Clinical utility of the demonstrator

To demonstrate practical application of the algorithm, we developed a webtool https://demo-dynamic-tte.herokuapp.com to illustrate its potential utility in the clinic (Fig. 4). Two cases with complete histories are used for illustration. Case A represents a man with favourable features at AS entry for whom an event (CPG3 + ) did not occur (Fig. 4). The longer he remains stable throughout AS (Historic risk tab) his cluster assignment drops by a tier (Supplementary Fig. 6). The Cluster space tab illustrates this stable trajectory over time and down-ward movement through the clusters (Supplementary Fig. 7). Any new observations during follow-up will consider this long stable history as well as new readings to predict the risk of future progression which in this case would remain low (New observation tab, Supplementary Fig. 8). Based on this stability, this individual’s follow-up intervals could be reduced and less intensive. We can also model how this trajectory might have been different without this long stable history (Supplementary Fig. 9). As an example, if a new MRI had shown a change in the tumour (PRECISE 4) and a repeat biopsy showed an upgrade to Grade Group 2, his predicted risk of progression to CPG3 + increases to 6% by 3 years and 20% by 10 years (Supplementary Fig. 9). The effect of such changes during AS on outcome is further illustrated in a case where an event has occurred. Case B is an individual with higher risk features at the start of AS (CPG2 at entry and high PSA density). He progressed to CPG3 + on day 3092 (Supplementary Fig. 10). The Historic risk tab shows how at each clinic visit his risk was estimated and as repeat observations did not reduce his risk, he remained in cluster 4 throughout and eventually progressed to an event (Supplementary Fig. 11). In the Cluster space tab, it can be seen that he never moved away from the highest risk cluster throughout his AS. In contrast to the previous case, this individual warrant closer follow-up to ensure the progression was detected promptly.

**Fig. 4: Representative image from a demonstration interface of how the DDHL and AC-TPC algorithms would work in practice.**

Discussion

To date, methods for predicting future progression in active surveillance have largely been estimated using baseline characteristics over a fixed time horizon.
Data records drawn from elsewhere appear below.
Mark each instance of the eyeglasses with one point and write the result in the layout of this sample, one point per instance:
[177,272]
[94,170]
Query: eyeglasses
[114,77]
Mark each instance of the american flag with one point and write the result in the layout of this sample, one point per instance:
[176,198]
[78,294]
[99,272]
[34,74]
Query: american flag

Here, we show that continuously collected longitudinal follow-up data can be used to inform and modify predicted trajectories of disease behaviour. In the area of AS for early prostate cancer, being able to use new real-time data as it is collected may allow tailoring of follow-up intervals, highlight a possible more aggressive trajectory, or conversely reassure about disease stability. This is particularly important in a disease which can be unpredictable and that often co-exists with other competing mortality risks in an ageing male demographic⁸.
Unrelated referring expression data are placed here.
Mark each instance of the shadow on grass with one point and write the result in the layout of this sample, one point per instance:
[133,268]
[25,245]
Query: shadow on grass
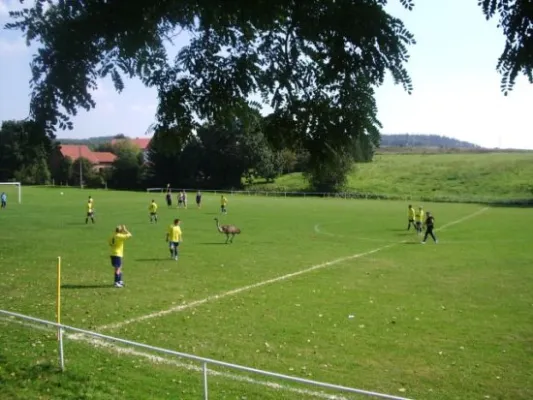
[70,286]
[513,204]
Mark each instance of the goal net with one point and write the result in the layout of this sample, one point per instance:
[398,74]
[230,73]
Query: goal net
[13,191]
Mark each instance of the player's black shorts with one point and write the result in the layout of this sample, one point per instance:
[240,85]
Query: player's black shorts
[116,261]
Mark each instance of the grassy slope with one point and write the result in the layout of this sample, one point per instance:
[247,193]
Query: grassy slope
[465,176]
[461,309]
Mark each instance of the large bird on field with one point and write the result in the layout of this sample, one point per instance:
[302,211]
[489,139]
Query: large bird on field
[228,230]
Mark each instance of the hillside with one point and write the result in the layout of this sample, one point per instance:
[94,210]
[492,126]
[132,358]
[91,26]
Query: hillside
[397,140]
[448,177]
[408,140]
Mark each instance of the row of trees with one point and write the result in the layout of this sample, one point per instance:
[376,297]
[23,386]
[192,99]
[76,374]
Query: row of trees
[315,63]
[211,157]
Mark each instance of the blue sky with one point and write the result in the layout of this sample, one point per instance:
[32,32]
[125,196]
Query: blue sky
[456,87]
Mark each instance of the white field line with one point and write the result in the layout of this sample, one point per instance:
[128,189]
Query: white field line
[322,232]
[233,292]
[155,359]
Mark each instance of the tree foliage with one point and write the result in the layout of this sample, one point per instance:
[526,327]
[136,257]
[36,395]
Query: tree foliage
[314,62]
[516,21]
[25,149]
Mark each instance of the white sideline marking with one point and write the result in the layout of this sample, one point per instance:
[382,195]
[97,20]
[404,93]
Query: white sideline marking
[239,290]
[99,343]
[267,282]
[322,232]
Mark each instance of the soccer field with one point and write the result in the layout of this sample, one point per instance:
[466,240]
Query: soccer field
[326,289]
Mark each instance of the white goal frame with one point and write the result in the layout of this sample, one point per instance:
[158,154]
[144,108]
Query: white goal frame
[19,186]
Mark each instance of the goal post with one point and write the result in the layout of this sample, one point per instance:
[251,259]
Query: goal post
[15,185]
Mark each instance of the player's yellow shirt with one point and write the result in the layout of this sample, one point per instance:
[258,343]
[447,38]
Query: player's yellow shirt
[174,233]
[117,243]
There is a growing number of studies on machine learning methods to inform progression risks in cancer and other disease^9,10,11. There are however relatively fewer studies which have looked at machine learning in predicting future cancer or progression in a surveillance scenario^12,13. A key limitation is usually a lack of standardisation in how and what data is collected and which endpoints are relevant. Prostate cancer represents a unique oncological disease in that it is well established that non-intervention is a safe option for many early cancers and its trajectory can be monitored. This has driven the growth of structured AS programmes (incorporating serial and multi-dimensional measurement) as an important mainline management^14,15,16,17. Thus, modern AS offers a unique opportunity to track the natural history of untreated cancer through continuously updated data collection.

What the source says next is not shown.